Des intérêts chinois veulent construire un vaste projet immobilier incluant des maisons en rangée, des duplex, des triplex et même un deuxième grand hôtel à Estérel, au grand dam de citoyens du chic village des Laurentides.

Philippe Teisceira-Lessard
Philippe Teisceira-Lessard La Presse

Les propriétaires du vaste golf qui trône au centre de la municipalité, en bordure du lac Dupuis, veulent réduire de façon importante la superficie consacrée au jeu pour y faire sortir de terre un nouveau quartier.

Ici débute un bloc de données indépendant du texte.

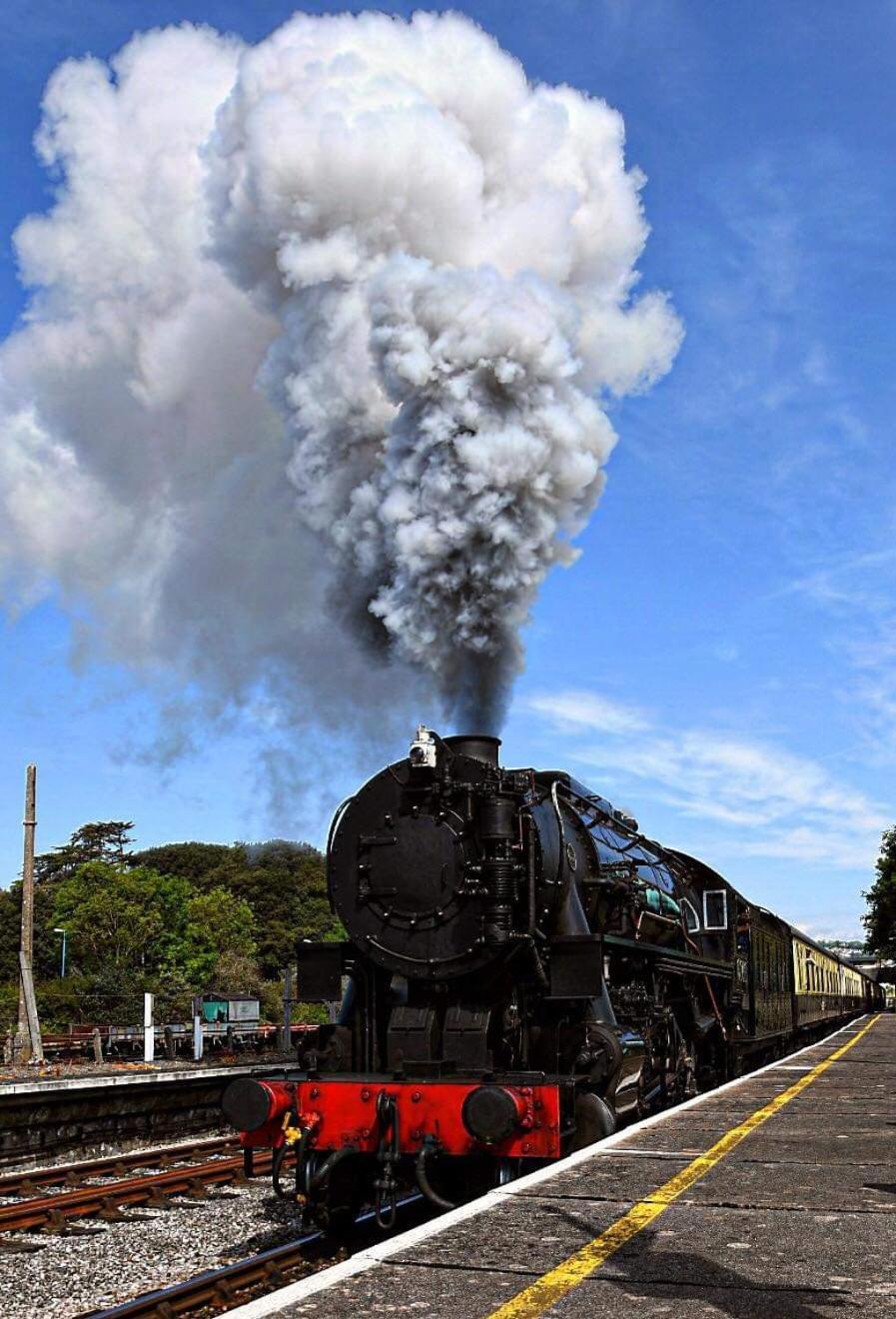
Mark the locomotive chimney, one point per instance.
(478, 745)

Le projet a été présenté plus tôt ce mois-ci aux membres du conseil municipal et à son comité consultatif d’urbanisme, a confirmé le maire Joseph Dydzak en entrevue téléphonique avec La Presse. Il n’a toutefois pas voulu en révéler les détails.

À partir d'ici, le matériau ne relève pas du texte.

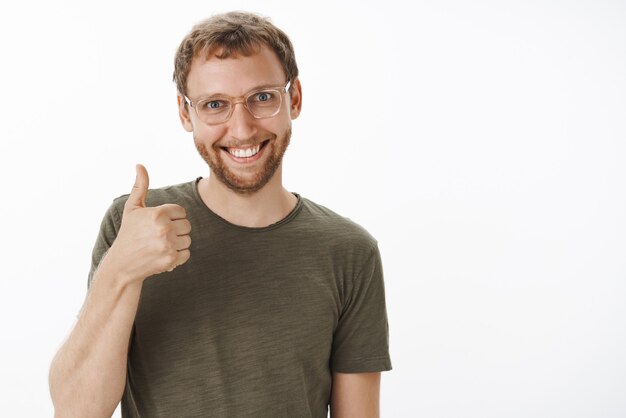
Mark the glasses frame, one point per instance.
(241, 99)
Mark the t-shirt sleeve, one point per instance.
(361, 339)
(109, 228)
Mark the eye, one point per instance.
(213, 105)
(263, 96)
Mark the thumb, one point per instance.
(137, 198)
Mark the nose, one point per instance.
(242, 123)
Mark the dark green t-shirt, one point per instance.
(253, 324)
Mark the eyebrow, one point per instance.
(259, 87)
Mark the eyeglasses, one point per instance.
(261, 103)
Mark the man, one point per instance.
(228, 296)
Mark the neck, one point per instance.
(262, 208)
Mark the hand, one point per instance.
(151, 240)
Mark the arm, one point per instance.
(355, 395)
(88, 374)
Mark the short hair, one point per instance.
(234, 33)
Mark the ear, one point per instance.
(295, 104)
(183, 113)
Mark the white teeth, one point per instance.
(245, 153)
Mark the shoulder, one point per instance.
(337, 230)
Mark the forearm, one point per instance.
(88, 374)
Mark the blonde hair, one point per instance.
(232, 33)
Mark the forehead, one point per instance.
(235, 75)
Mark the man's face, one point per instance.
(226, 147)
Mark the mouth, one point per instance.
(246, 153)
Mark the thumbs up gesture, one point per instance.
(151, 240)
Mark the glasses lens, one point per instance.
(265, 103)
(214, 109)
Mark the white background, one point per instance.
(482, 143)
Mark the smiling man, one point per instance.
(228, 296)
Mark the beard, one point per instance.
(259, 179)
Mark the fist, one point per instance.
(151, 240)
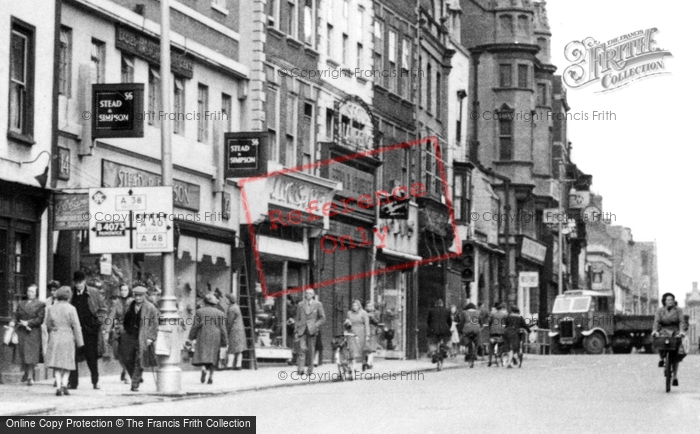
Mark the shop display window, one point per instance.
(201, 266)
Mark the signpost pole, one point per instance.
(169, 372)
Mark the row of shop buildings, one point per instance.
(329, 86)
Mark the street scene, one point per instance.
(376, 215)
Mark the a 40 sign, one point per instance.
(131, 220)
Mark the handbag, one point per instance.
(10, 337)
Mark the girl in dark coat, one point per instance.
(115, 326)
(209, 332)
(28, 318)
(236, 333)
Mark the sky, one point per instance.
(644, 162)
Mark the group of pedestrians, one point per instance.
(74, 325)
(475, 328)
(359, 340)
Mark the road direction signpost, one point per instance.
(131, 220)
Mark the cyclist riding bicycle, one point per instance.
(497, 326)
(439, 324)
(514, 324)
(470, 322)
(668, 320)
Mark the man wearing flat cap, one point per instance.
(140, 332)
(92, 311)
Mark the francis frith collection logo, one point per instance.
(615, 63)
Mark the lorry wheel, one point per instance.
(594, 344)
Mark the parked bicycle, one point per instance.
(668, 346)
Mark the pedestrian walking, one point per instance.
(439, 324)
(51, 289)
(27, 320)
(140, 332)
(65, 335)
(236, 333)
(92, 312)
(470, 322)
(454, 339)
(209, 332)
(373, 342)
(514, 324)
(485, 329)
(115, 326)
(291, 315)
(497, 326)
(359, 321)
(310, 317)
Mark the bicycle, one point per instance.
(497, 342)
(521, 347)
(440, 354)
(669, 346)
(471, 348)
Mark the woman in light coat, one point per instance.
(209, 330)
(360, 328)
(115, 326)
(65, 335)
(236, 333)
(372, 342)
(27, 321)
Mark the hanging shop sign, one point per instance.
(529, 279)
(130, 220)
(70, 211)
(533, 250)
(298, 194)
(354, 124)
(148, 48)
(185, 195)
(395, 205)
(63, 164)
(579, 199)
(246, 154)
(117, 110)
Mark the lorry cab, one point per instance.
(582, 317)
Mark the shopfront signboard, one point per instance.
(130, 220)
(117, 110)
(70, 211)
(533, 250)
(246, 154)
(528, 279)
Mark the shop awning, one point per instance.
(406, 256)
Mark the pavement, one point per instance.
(572, 394)
(23, 400)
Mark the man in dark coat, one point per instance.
(310, 318)
(497, 327)
(439, 324)
(141, 327)
(92, 311)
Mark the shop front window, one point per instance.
(390, 308)
(274, 312)
(201, 266)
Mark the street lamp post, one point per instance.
(169, 372)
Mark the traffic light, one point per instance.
(468, 262)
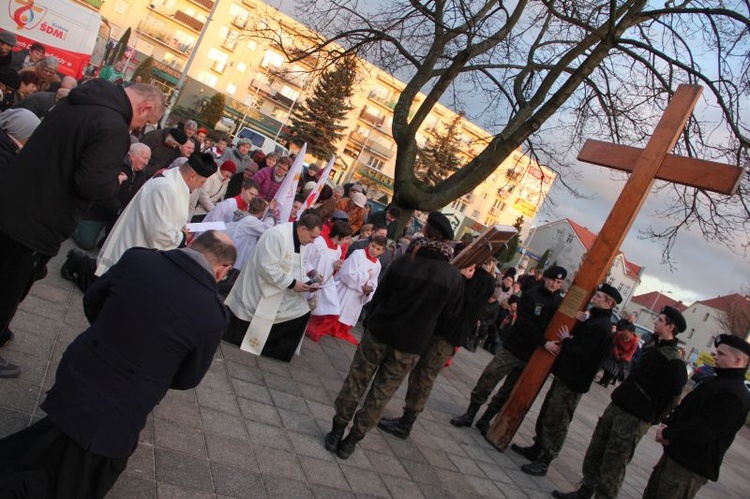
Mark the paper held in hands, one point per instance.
(483, 247)
(204, 226)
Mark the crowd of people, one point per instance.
(113, 180)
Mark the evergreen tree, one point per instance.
(316, 120)
(145, 70)
(214, 110)
(440, 157)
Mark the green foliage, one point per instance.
(440, 157)
(145, 70)
(316, 120)
(213, 111)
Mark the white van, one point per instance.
(261, 142)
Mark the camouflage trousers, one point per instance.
(611, 448)
(424, 374)
(670, 480)
(554, 418)
(386, 367)
(503, 365)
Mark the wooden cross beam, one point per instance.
(646, 165)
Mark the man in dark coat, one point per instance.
(535, 311)
(642, 400)
(700, 430)
(114, 373)
(419, 291)
(71, 160)
(576, 366)
(478, 288)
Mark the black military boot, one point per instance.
(538, 467)
(467, 418)
(346, 447)
(582, 493)
(532, 452)
(400, 427)
(333, 438)
(484, 422)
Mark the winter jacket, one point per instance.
(72, 159)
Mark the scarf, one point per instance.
(443, 249)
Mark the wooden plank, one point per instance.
(693, 172)
(598, 260)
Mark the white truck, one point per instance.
(75, 34)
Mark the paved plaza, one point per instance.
(254, 427)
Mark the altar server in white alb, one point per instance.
(157, 215)
(356, 284)
(326, 259)
(269, 309)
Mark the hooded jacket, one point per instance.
(72, 159)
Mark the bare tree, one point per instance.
(548, 74)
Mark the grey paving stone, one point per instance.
(327, 473)
(177, 437)
(259, 412)
(237, 482)
(141, 463)
(310, 445)
(386, 464)
(401, 488)
(299, 422)
(132, 487)
(365, 482)
(169, 491)
(267, 435)
(238, 453)
(279, 463)
(217, 400)
(183, 470)
(283, 487)
(223, 424)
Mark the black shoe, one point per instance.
(8, 370)
(6, 338)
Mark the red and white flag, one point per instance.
(315, 193)
(285, 195)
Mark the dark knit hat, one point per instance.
(610, 291)
(440, 222)
(555, 272)
(229, 166)
(734, 342)
(178, 135)
(203, 164)
(676, 316)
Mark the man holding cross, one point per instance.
(643, 399)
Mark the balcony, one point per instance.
(165, 39)
(206, 4)
(371, 118)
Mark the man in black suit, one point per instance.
(156, 322)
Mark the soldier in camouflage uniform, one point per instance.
(643, 399)
(419, 290)
(478, 288)
(536, 308)
(575, 368)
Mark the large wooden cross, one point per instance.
(647, 164)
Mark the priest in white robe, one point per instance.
(269, 309)
(157, 215)
(327, 261)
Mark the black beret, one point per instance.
(203, 164)
(178, 135)
(440, 222)
(734, 342)
(555, 272)
(679, 321)
(610, 291)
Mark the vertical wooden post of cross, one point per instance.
(599, 259)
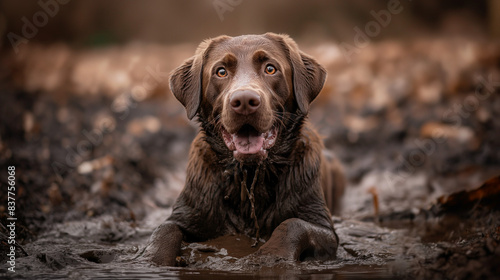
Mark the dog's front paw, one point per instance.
(164, 245)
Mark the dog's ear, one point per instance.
(186, 81)
(307, 74)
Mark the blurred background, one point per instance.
(410, 107)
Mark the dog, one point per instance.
(257, 167)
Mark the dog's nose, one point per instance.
(245, 102)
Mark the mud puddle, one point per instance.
(76, 251)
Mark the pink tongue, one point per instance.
(248, 142)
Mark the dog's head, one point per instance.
(245, 85)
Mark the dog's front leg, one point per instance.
(164, 244)
(296, 239)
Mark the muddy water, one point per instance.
(76, 250)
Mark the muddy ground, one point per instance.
(100, 148)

« Ce serait un assez grand hôtel qui pourrait ressembler à celui qui est là actuellement », a-t-il quand même avancé. L’élu affirme qu’il aurait rejeté un projet sacrifiant la totalité du terrain de golf.

Selon un communiqué diffusé par la municipalité, le projet préserverait un terrain de golf et un chalet de golf, en plus de consacrer un bout de terrain à un parc.

L’entreprise Golf Estérel a récemment indiqué qu’elle cessait ses activités de golf après plus de 50 ans. Elle est administrée par une majorité de gens d’affaires domiciliés en Chine et appartient à une entreprise à numéro enregistrée en Colombie-Britannique.

Estérel est l’un des villages les plus recherchés des Laurentides. Il est surtout connu pour son hôtel éponyme, installé sur la berge du lac Masson depuis 1958 et complètement rénové il y a 10 ans.

Estérel « défiguré » ?

Golf Estérel est représenté par l’urbaniste Guillaume Gilbert, de la firme montréalaise Apur. Il s’est inscrit au Registre des lobbyistes afin de pouvoir faire avancer le projet auprès de la municipalité. M. Gilbert y évoque la construction de « résidences en rangée, de duplex et de triplex et de bâtiments multifamiliaux ».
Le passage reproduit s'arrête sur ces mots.